At Sterling College, students are encouraged to engage deeply with the surrounding community and work closely with local stakeholders in addressing environmental challenges. By collaborating with residents, businesses, and organizations, students gain a comprehensive understanding of the unique socio-cultural and environmental aspects of the area. This authentic engagement fosters a sense of ownership and responsibility, empowering students to become change agents who can drive meaningful, sustainable progress.

Climate change is not a solitary issue but rather intersects with numerous social justice concerns. Vulnerable communities, particularly those comprising marginalized racial and ethnic groups, often bear the brunt of environmental degradation and climate-related disasters. This reality highlights the importance of acknowledging the intersections between climate justice and racial justice, as addressing one cannot be achieved without the other.
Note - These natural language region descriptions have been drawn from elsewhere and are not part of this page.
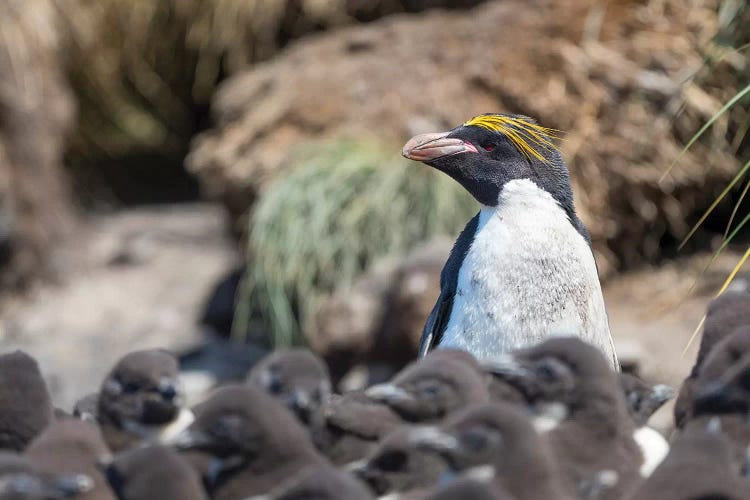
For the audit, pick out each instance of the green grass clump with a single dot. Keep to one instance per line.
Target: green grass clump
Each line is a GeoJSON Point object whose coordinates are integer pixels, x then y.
{"type": "Point", "coordinates": [344, 204]}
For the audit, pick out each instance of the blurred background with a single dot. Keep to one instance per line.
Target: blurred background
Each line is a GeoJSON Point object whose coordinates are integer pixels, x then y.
{"type": "Point", "coordinates": [222, 177]}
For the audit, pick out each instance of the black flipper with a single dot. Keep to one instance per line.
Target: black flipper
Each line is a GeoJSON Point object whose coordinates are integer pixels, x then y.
{"type": "Point", "coordinates": [438, 318]}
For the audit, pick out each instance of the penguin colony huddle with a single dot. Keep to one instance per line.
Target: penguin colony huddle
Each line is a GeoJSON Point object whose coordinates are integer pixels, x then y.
{"type": "Point", "coordinates": [516, 395]}
{"type": "Point", "coordinates": [552, 421]}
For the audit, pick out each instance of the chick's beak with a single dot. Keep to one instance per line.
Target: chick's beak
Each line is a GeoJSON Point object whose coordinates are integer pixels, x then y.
{"type": "Point", "coordinates": [428, 147]}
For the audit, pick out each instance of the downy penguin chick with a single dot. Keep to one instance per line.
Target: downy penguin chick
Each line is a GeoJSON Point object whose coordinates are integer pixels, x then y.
{"type": "Point", "coordinates": [25, 405]}
{"type": "Point", "coordinates": [726, 314]}
{"type": "Point", "coordinates": [429, 389]}
{"type": "Point", "coordinates": [153, 471]}
{"type": "Point", "coordinates": [352, 427]}
{"type": "Point", "coordinates": [699, 465]}
{"type": "Point", "coordinates": [140, 400]}
{"type": "Point", "coordinates": [298, 379]}
{"type": "Point", "coordinates": [578, 401]}
{"type": "Point", "coordinates": [522, 270]}
{"type": "Point", "coordinates": [19, 480]}
{"type": "Point", "coordinates": [398, 466]}
{"type": "Point", "coordinates": [498, 441]}
{"type": "Point", "coordinates": [319, 482]}
{"type": "Point", "coordinates": [71, 447]}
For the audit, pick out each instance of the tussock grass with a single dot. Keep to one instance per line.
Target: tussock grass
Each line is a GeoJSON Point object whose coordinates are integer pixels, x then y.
{"type": "Point", "coordinates": [344, 204]}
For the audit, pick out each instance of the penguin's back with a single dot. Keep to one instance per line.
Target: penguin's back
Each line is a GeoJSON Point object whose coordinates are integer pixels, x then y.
{"type": "Point", "coordinates": [528, 275]}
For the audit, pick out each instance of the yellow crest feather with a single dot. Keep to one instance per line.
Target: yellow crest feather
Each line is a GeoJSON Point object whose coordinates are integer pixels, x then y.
{"type": "Point", "coordinates": [526, 136]}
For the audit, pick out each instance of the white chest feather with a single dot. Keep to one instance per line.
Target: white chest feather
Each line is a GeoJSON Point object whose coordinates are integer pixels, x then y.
{"type": "Point", "coordinates": [528, 275]}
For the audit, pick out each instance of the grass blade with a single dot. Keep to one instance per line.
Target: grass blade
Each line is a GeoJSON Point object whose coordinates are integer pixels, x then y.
{"type": "Point", "coordinates": [710, 209]}
{"type": "Point", "coordinates": [742, 93]}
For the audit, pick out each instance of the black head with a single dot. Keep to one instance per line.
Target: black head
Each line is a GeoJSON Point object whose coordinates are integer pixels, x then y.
{"type": "Point", "coordinates": [20, 480]}
{"type": "Point", "coordinates": [433, 387]}
{"type": "Point", "coordinates": [496, 441]}
{"type": "Point", "coordinates": [482, 435]}
{"type": "Point", "coordinates": [297, 378]}
{"type": "Point", "coordinates": [561, 370]}
{"type": "Point", "coordinates": [141, 388]}
{"type": "Point", "coordinates": [319, 482]}
{"type": "Point", "coordinates": [491, 149]}
{"type": "Point", "coordinates": [643, 399]}
{"type": "Point", "coordinates": [241, 425]}
{"type": "Point", "coordinates": [153, 472]}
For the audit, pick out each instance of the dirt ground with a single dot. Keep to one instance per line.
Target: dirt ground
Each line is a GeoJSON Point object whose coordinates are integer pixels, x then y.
{"type": "Point", "coordinates": [140, 279]}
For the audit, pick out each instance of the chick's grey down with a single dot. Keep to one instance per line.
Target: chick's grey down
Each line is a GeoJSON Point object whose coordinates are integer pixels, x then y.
{"type": "Point", "coordinates": [522, 270]}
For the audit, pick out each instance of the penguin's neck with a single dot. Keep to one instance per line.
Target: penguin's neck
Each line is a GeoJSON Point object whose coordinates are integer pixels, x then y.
{"type": "Point", "coordinates": [524, 195]}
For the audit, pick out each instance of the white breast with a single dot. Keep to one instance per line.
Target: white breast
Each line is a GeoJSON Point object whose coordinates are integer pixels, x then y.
{"type": "Point", "coordinates": [529, 275]}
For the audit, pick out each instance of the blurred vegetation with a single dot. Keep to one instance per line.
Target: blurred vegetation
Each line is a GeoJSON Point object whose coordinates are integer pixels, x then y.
{"type": "Point", "coordinates": [343, 205]}
{"type": "Point", "coordinates": [731, 45]}
{"type": "Point", "coordinates": [144, 72]}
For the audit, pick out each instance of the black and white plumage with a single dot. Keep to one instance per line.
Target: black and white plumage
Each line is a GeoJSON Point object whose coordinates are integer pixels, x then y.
{"type": "Point", "coordinates": [522, 270]}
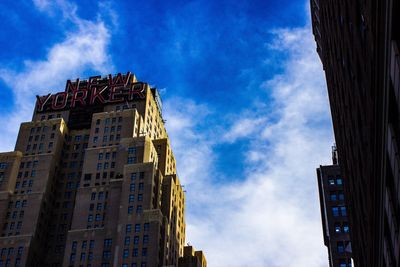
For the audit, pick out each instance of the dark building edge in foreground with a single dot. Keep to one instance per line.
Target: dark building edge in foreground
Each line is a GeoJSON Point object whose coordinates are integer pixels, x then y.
{"type": "Point", "coordinates": [358, 44]}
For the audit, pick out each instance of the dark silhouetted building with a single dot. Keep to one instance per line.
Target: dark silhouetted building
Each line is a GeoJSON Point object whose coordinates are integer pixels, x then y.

A liberal arts education empowers students to recognize these connections and to develop a deep sense of empathy and understanding. Sterling College promotes courses and dialogue that explore the historical injustices that have led to present-day environmental disparities. This education equips students with the necessary tools to advocate for and support climate policies that prioritize the well-being of vulnerable populations, promoting equity and justice.

While global climate action is crucial, the power of local initiatives should not be underestimated. Small, rural communities can serve as incubators for innovative solutions and grassroots movements that ripple outward, inspiring broader change. A strengths-based approach focuses on identifying and building upon the unique assets of each community, empowering them to leverage their resources effectively.

Sterling College’s location in rural Vermont provides an ideal setting for students to immerse themselves in small community dynamics. By working collaboratively with local residents, students gain insight into the challenges faced by rural areas and the potential they hold for sustainable solutions. This approach empowers students to view small communities as essential contributors to the fight against climate change, thereby promoting inclusivity and fostering a sense of collective responsibility.

Sterling College stands out as an institution that prepares climate change leaders through its unique blend of liberal arts education and environmental focus. The college’s curriculum emphasizes fair labor practices, strength-based leadership, and ecological thinking and action, cultivating well-rounded individuals ready to drive positive change.

[Moxie Mehegan is dean of admission and financial aid at Sterling College.]